Distinguish heterogeneous particles with only a few amino acid differences

I’m working on a gene that has two copies in the genome. The two copies of the protein differ by only two amino acids (N-E, E-A). And this protein is one of the components of a C4-symmetric protein complex. I have a question are both of these proteins involved in the formation of protein complexes? If they are all involved in the assembly, are they not equally involved? So I purified the protein complex and acquire 2.55A local-resolution structure by NU-Refine with C4 symmetry. I then used symmetry-expand and created a mask of only 3 amino acids (one of these is different amino acid site) to run the 3D classification, and the results of the 3D classification are then run local-Refine. In my many attempts (trying a wide variety of mask sizes) there are now only maps of E-A difference site that can be distinguished in coot when using hard classification. But the particle assignments in 3D classification always divides all classes of particles into the same number. I thought that in the future, if I can separate different maps from both sites, I will take the intersection of particles as a kind of protein. I always feel unreasonable doing this, is there another way to solve this problem better? In the picture are the results of my E-A sites, which I have divided into four classes. Two of which I think are E and A. Others I think can be discarded. Another picture shows the 3D classification, with the same number of particles in each classes.

This is a difficult and interesting problem to solve with particles/refinement alone, especially considering radiation damage will destroy your carboxyl groups to some extent. That being said, your densities in the top panel look reasonable if the left side is AE (but the bottom right panel is too cropped to see the residue and you probably shouldn’t trust any 3D classification scheme that breaks your peptide bond). Is the carboxyl group in the region of interest in your 3d-separated results better than carboxyl groups in other regions of the protein? If so, it may be an artificial enhancement.
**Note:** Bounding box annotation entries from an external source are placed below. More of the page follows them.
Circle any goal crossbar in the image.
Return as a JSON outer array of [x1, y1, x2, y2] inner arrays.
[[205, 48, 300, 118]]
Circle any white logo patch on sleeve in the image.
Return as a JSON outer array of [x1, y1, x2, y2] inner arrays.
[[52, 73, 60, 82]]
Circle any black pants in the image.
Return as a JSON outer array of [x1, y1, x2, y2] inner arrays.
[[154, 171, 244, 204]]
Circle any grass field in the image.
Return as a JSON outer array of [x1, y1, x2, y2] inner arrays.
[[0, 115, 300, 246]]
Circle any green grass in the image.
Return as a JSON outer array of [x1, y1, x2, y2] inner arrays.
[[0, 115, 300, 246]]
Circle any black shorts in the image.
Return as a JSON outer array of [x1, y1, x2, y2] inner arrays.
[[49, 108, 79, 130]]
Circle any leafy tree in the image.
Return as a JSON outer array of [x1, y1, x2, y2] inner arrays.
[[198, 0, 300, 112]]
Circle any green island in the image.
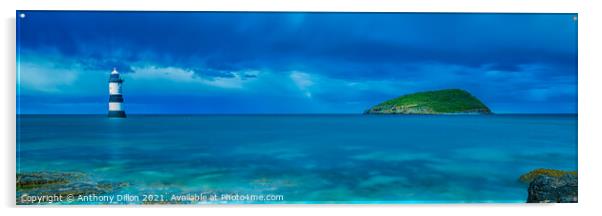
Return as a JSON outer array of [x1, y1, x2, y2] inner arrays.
[[364, 89, 492, 114]]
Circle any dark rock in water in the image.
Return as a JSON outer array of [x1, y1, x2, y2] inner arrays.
[[17, 172, 84, 189], [527, 174, 577, 203], [364, 89, 492, 115], [17, 172, 128, 204]]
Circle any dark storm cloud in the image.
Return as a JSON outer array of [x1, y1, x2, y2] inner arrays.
[[18, 11, 577, 114]]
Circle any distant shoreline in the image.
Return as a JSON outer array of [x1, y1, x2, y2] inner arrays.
[[16, 113, 578, 116]]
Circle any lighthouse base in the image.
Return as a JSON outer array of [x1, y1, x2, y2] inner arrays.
[[109, 111, 126, 118]]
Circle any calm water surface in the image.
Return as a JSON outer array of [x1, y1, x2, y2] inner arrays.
[[17, 115, 577, 203]]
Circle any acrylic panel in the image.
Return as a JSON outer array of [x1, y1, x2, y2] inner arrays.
[[16, 11, 577, 205]]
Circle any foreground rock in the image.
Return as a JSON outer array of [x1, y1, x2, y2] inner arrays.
[[527, 171, 578, 203], [17, 172, 127, 205]]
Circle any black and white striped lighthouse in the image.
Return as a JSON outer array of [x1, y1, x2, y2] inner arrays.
[[109, 68, 125, 118]]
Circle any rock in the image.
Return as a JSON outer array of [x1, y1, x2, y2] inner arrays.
[[364, 89, 492, 115], [17, 171, 128, 205], [527, 174, 577, 203]]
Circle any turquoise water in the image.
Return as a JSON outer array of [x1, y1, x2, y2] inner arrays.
[[17, 115, 577, 203]]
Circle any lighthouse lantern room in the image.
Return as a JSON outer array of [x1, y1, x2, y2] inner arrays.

On the biology side, you could get the structure of recombinantly expressed just-NE or just-EA sequence protein. To test your 3D classification method, you could generate a recombinant concatenated protein in which 2 or 4 chains are fused together to force a true C2 or C4 symmetric homodimer with known EA-site composition and get the structure + 3D classify. You could generate various combinations, such as chainA(NE)_chainB(EA), chainA(NE)_chainB(NE), chainA(EA)_chainB(EA), and chanA(EA)_chainB(NE) and get the structure to test the hypothesis that they still assemble and you can separate particles based on the site of interest. Perhaps the easiest way to start would be heterologous expression (+ EM structure) of just-NE v just-EA containing sequence. Test the 3D classification on the site of interest again and check that the same type of density seen above doesn’t come up. If it does, you can know it is artificial because you have defined components used to generate the density map(s).

Using your current dataset alone, you could test your 3D classification method on other sites where there should be no compositional heterogeneity. Perhaps choosing sites with similar size side chains and local resolution.

Thank you very much for your advice, it helped me a lot. I’m going to check the carboxyl groups at the amino acid positions I’m interested in. I had been worried about the possibility of artificial enhancement. Thank you for your suggestion.